Poster Session 4
Daniella Rogerson, MD, MS (she/her/hers)
Resident Physician
University of California San Diego Health
San Diego, CA, United States
Marni B. Jacobs, PhD
University of California, San Diego Health
San Diego, California, United States
Omar Mesina, MD (he/him/his)
Assistant Professor
University of California San Diego Health
San Diego, California, United States
Carolina Diaz Luévano, MPH
University of California San Diego Health
San Diego, California, United States
Ayelet Ruppin-Pham, RN
University of California San Diego Health
San Diego, California, United States
Maryam Tarsa, MD
Professor
University of California San Diego
San Diego, California, United States
Ukachi N. Emeruwa, MD, MPH (she/her/hers)

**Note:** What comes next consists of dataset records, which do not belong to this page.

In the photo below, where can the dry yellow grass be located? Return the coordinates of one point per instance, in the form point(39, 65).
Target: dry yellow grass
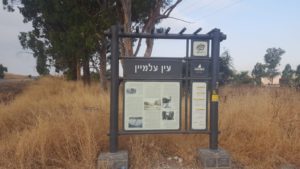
point(59, 124)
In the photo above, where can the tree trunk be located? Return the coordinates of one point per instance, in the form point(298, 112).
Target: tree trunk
point(148, 52)
point(126, 5)
point(78, 69)
point(103, 79)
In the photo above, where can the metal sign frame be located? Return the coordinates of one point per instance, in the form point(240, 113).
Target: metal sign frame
point(214, 37)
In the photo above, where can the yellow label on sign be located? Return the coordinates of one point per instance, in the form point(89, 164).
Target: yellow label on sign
point(215, 98)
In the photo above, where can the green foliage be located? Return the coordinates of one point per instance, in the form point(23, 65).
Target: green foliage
point(2, 70)
point(258, 72)
point(226, 67)
point(272, 60)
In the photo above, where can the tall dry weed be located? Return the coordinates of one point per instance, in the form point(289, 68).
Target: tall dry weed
point(59, 124)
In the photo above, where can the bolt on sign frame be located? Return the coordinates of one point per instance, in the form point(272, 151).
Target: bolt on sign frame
point(202, 57)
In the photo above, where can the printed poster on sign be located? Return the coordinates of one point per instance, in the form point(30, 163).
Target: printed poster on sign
point(199, 106)
point(151, 105)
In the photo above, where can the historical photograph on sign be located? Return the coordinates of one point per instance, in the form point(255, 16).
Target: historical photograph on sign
point(135, 122)
point(199, 106)
point(168, 115)
point(130, 91)
point(200, 48)
point(167, 102)
point(151, 105)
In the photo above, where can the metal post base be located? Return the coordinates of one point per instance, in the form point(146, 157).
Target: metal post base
point(118, 160)
point(214, 159)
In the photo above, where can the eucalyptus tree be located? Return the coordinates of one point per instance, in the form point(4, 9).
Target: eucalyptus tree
point(2, 70)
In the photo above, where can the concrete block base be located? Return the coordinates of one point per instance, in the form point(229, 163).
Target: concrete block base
point(118, 160)
point(214, 159)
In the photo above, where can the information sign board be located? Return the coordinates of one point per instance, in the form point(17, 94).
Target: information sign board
point(199, 106)
point(151, 105)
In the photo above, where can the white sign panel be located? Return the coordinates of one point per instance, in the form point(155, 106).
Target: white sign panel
point(151, 105)
point(200, 48)
point(199, 106)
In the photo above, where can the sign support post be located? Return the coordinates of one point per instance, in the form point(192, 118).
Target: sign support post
point(114, 95)
point(213, 139)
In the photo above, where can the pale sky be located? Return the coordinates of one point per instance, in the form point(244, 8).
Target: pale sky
point(251, 27)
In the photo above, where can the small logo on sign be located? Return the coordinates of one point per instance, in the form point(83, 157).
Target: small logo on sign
point(199, 68)
point(200, 48)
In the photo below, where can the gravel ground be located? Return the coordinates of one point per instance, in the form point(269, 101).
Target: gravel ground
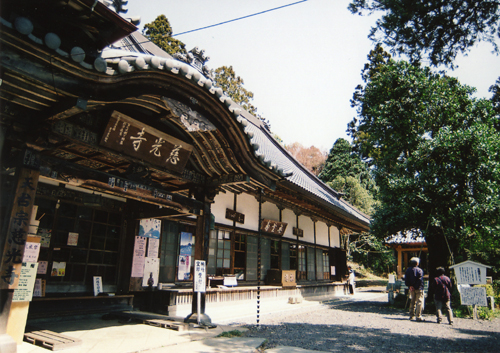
point(371, 326)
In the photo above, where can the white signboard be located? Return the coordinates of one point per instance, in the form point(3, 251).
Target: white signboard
point(473, 296)
point(151, 272)
point(24, 291)
point(139, 255)
point(200, 275)
point(97, 285)
point(31, 252)
point(471, 275)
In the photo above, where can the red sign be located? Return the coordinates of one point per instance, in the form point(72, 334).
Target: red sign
point(133, 138)
point(273, 227)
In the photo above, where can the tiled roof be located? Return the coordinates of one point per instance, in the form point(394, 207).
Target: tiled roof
point(136, 53)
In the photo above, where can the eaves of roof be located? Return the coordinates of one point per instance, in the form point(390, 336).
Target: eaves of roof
point(138, 55)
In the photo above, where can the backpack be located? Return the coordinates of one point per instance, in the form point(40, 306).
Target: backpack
point(442, 292)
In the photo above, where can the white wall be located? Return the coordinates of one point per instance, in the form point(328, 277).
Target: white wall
point(307, 226)
point(334, 237)
point(288, 216)
point(221, 202)
point(249, 206)
point(321, 234)
point(270, 211)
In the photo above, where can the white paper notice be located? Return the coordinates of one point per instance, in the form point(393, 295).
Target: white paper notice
point(42, 267)
point(153, 247)
point(37, 291)
point(24, 291)
point(139, 255)
point(31, 252)
point(151, 270)
point(72, 239)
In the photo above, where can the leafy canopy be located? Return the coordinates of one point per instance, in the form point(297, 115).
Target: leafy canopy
point(437, 30)
point(435, 155)
point(160, 33)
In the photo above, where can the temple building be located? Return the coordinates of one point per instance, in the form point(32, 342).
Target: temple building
point(121, 166)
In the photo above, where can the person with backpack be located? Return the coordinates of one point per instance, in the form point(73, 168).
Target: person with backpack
point(414, 280)
point(441, 285)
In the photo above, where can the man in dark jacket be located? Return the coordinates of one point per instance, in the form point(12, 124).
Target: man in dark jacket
point(441, 286)
point(414, 280)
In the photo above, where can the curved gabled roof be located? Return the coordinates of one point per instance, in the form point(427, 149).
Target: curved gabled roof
point(136, 53)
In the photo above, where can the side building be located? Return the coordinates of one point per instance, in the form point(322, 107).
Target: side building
point(122, 165)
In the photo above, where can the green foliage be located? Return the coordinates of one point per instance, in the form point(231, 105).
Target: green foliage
point(369, 251)
point(160, 33)
point(354, 193)
point(435, 154)
point(342, 161)
point(437, 30)
point(232, 85)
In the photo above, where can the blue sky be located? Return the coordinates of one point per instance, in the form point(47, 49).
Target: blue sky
point(302, 62)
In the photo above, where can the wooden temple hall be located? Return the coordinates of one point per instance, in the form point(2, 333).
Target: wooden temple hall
point(122, 165)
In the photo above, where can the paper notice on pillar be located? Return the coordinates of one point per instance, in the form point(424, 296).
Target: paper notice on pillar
point(42, 267)
point(153, 247)
point(24, 291)
point(45, 235)
point(150, 228)
point(139, 255)
point(72, 239)
point(184, 268)
point(151, 270)
point(37, 290)
point(58, 269)
point(31, 252)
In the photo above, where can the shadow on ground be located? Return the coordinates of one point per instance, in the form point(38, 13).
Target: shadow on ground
point(343, 338)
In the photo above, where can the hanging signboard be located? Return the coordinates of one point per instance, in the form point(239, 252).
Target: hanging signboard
point(133, 138)
point(25, 288)
point(235, 216)
point(150, 228)
point(273, 227)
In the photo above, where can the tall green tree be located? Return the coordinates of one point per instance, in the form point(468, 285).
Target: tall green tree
point(434, 150)
point(160, 33)
point(232, 85)
point(437, 30)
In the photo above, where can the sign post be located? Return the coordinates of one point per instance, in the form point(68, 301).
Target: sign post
point(200, 276)
point(471, 273)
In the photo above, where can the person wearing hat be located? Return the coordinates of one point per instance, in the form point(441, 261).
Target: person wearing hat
point(414, 280)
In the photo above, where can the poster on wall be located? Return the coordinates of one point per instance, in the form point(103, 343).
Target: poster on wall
point(72, 239)
point(139, 255)
point(153, 247)
point(184, 268)
point(151, 271)
point(42, 267)
point(185, 252)
point(31, 252)
point(58, 269)
point(150, 228)
point(45, 237)
point(25, 287)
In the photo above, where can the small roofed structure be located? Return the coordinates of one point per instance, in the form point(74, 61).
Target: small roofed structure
point(408, 244)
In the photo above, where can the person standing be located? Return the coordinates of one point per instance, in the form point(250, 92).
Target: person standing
point(414, 280)
point(441, 286)
point(351, 280)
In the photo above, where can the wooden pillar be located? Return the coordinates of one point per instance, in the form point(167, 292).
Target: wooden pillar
point(14, 313)
point(201, 252)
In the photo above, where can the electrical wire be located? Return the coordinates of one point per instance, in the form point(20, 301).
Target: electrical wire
point(239, 18)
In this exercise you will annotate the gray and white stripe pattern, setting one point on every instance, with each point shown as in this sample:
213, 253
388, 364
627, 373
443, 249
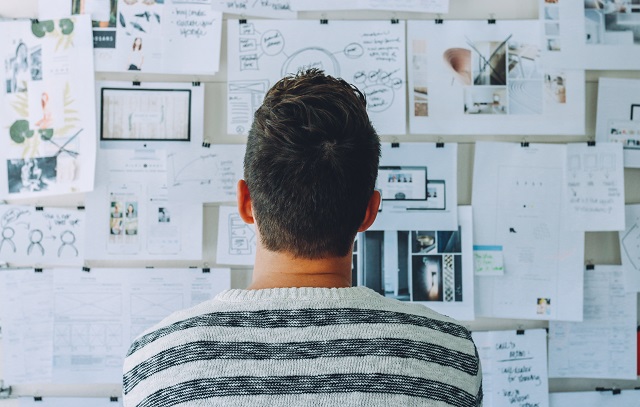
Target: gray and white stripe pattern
307, 346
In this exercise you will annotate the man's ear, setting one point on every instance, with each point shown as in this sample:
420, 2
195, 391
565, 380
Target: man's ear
372, 211
244, 202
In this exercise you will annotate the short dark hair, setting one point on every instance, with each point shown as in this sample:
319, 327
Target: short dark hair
311, 165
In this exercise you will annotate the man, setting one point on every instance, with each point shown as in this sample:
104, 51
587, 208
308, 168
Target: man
301, 335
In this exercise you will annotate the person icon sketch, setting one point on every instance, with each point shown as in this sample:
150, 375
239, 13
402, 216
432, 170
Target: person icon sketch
46, 121
7, 237
163, 215
35, 237
544, 306
131, 211
68, 239
136, 58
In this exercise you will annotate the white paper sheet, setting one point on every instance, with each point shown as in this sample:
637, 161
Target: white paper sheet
626, 398
422, 6
618, 117
41, 236
263, 8
369, 54
630, 248
98, 314
205, 174
75, 326
603, 345
131, 215
154, 115
26, 313
169, 36
48, 118
236, 239
518, 204
434, 267
471, 77
595, 187
592, 34
418, 184
69, 402
514, 367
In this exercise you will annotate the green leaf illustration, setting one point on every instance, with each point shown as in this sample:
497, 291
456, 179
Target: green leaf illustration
39, 29
46, 134
66, 26
19, 131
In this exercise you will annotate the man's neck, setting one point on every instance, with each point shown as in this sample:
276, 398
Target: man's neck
281, 270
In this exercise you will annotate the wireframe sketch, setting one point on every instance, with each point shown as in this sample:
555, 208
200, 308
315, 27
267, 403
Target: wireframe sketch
365, 53
145, 114
242, 239
44, 235
206, 174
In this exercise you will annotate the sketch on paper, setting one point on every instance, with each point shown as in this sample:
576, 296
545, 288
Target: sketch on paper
618, 117
264, 8
242, 239
236, 239
145, 114
366, 53
48, 115
489, 70
205, 174
41, 235
630, 247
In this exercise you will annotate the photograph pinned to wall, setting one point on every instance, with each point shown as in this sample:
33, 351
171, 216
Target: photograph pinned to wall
49, 142
496, 82
236, 239
594, 34
150, 115
250, 8
33, 235
205, 174
418, 185
158, 36
618, 117
369, 54
103, 16
518, 206
131, 211
430, 266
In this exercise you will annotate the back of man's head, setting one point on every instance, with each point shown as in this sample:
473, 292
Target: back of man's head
311, 165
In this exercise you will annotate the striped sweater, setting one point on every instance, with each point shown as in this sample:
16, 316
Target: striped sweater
303, 347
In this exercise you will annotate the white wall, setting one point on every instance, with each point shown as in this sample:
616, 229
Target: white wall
601, 247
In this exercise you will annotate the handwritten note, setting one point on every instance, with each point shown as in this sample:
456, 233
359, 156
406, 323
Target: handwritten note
514, 367
595, 186
194, 29
262, 8
488, 260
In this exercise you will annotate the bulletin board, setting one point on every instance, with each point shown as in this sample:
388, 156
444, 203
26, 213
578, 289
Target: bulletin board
600, 247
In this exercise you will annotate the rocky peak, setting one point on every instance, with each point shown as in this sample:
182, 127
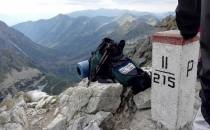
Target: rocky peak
95, 107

Assistant Professor/Women's Reproductive Health Research Scholar
University of California, San Diego
San Diego, California, United States
Cynthia Gyamfi-Bannerman, MD, MS (she/her/hers)
Professor and Chair
University of California, San Diego
San Diego, California, United States
Elizabeth Nicole Teal, MD, MPH (she/her/hers)
Assistant Professor, Division of Maternal-Fetal Medicine
University of California, San Diego
San Diego, California, United States
ACOG, SMFM, and USPSTF recommend low dose aspirin (LDA) in patients at high risk for preeclampsia (PreE). While there is increasing attention to LDA prescription, little is known about LDA uptake and adherence. This study examines LDA uptake and adherence among patients prescribed.
Study Design:
This is a retrospective cohort study of patients who delivered at an academic medical center from 9/2022 to 7/2024 and were prescribed or recommended LDA for PreE risk reduction. LDA prescription/recommendation was ascertained through the electronic health record and chart review by a quality improvement nurse. Patients not prescribed LDA or for whom prescribing data was unavailable were excluded. The primary outcome was rate of LDA uptake. Secondary outcomes included LDA adherence and associations between sociodemographic characteristics and uptake. Chi-square and Student’s t-tests were used to compare baseline characteristics and multivariable logistic regression determined strength of association.
Results:
Among 1,715 patients prescribed LDA, 1,213 (70%) answered questions about LDA uptake and adherence at delivery admission: 953 (79%) reported taking LDA and 260 (21%) did not. Among those who took LDA, 307 (32%) had adherence data available: 246 (80%) reported taking LDA every day, 43 (14%) missed some doses, and 18 (6%) missed many doses. Patients who took LDA were older and had higher BMI than those who did not (p >0.05, Table 1). Compared to White patients, patients who identified as Black and/or African American had lower odds of LDA uptake in an unadjusted analysis and when adjusting for maternal age and BMI (OR 0.55, 95% CI 0.34 – 0.87 and aOR 0.54, 95% CI 0.30 – 0.96, Table 2). There was no association between language or insurance and uptake.
Conclusion:
Most patients prescribed LDA for PreE risk reduction took the medication and reported good adherence. However, Black patients indicated lower LDA uptake than White patients. Further studies examining LDA uptake/adherence are needed to understand the root causes of these disparities and identify solutions.